Antibody persistence after a single dose of quadrivalent HPV vaccine and the effect of a dose of nonavalent vaccine given 3-8 years later – an exploratory study

Vladimir Gilca a,b,, Chantal Sauvageau a,b, Gitika Panicker c, Gaston De Serres a,b, Manale Ouakki a, Elizabeth R Unger c
PMCID: PMC6422519  PMID: 30252583

ABSTRACT

The objective of this study was to assess the persistence of antibodies after a single dose of quadrivalent HPV vaccine (4vHPV) and the effect of a dose of nonavalent HPV vaccine (9vHPV) given 3–8 years later. Such data might be of interest in the decision-making process regarding the 2-dose course completion in non-compliant vaccinees in jurisdictions which switched from 4vHPV to 9vHPV. Girls who previously received a single dose of 4vHPV were eligible to participate. Blood specimens were collected just before and one month post-9vHPV administration. The specimens were tested by ELISA for the presence of antibodies to 9 HPV types included in the 9vHPV. Thirty-one girls aged 13–18 years (mean 15.5 years) participated in the study. Pre-9vHPV administration, all participants were seropositive to 4 HPV types included in 4vHPV and 58%-87% were seropositive to the five other HPV types included in the 9vHPV. GMTs were 6.1 AU/ml, 7.7 AU/ml, 20.1 IU/ml and 6.3 IU/ml to HPV6, HPV11, HPV16 and HPV18, respectively. The GMTs for the other five HPV types varied from 1.0 to 2.9 AU/ml. One month post-9vHPV administration all 31 participants were seropositive to all 9 HPV types with a 36.1 to 89.1-fold increase of GMTs. High seropositivity rates observed several years after a single dose of 4vHPV and 100% seropositivity after a dose of 9vHPV suggest that this schedule might be used in non-compliant vaccinees or when switching immunization programs from 4vHPV to 9vHPV.
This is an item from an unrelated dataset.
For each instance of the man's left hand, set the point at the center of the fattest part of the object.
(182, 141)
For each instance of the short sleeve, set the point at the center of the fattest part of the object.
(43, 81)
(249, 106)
KEYWORDS: human papillomavirus, vaccination, mixed schedule

Introduction

More than a decade of worldwide experience with HPV vaccines has shown that they are safe, highly immunogenic and ensure excellent protection against related disease.13 Initially HPV vaccines were tested and approved for clinical use in a 3-dose schedule. Subsequently, 2-dose schedules were approved and are presently used in most jurisdictions which implemented an HPV vaccination program.4,5

Reports from different countries systematically show higher vaccine uptake for the first dose when compared to the second or the third vaccine dose.68 Although the differences per dose uptake vary in time and among jurisdictions, on average 4–7% of those who received the first dose do not return for the second dose on schedule.9 This is also observed in the province of Quebec, Canada10 where 9–10-year-old girls and boys are eligible for school-based 2-dose HPV vaccination. With an annual provincial birth cohort of about 89 000 children and a 5% drop out in the uptake of the second dose we estimate that every year around 4000 children are vaccinated with a single dose of vaccine.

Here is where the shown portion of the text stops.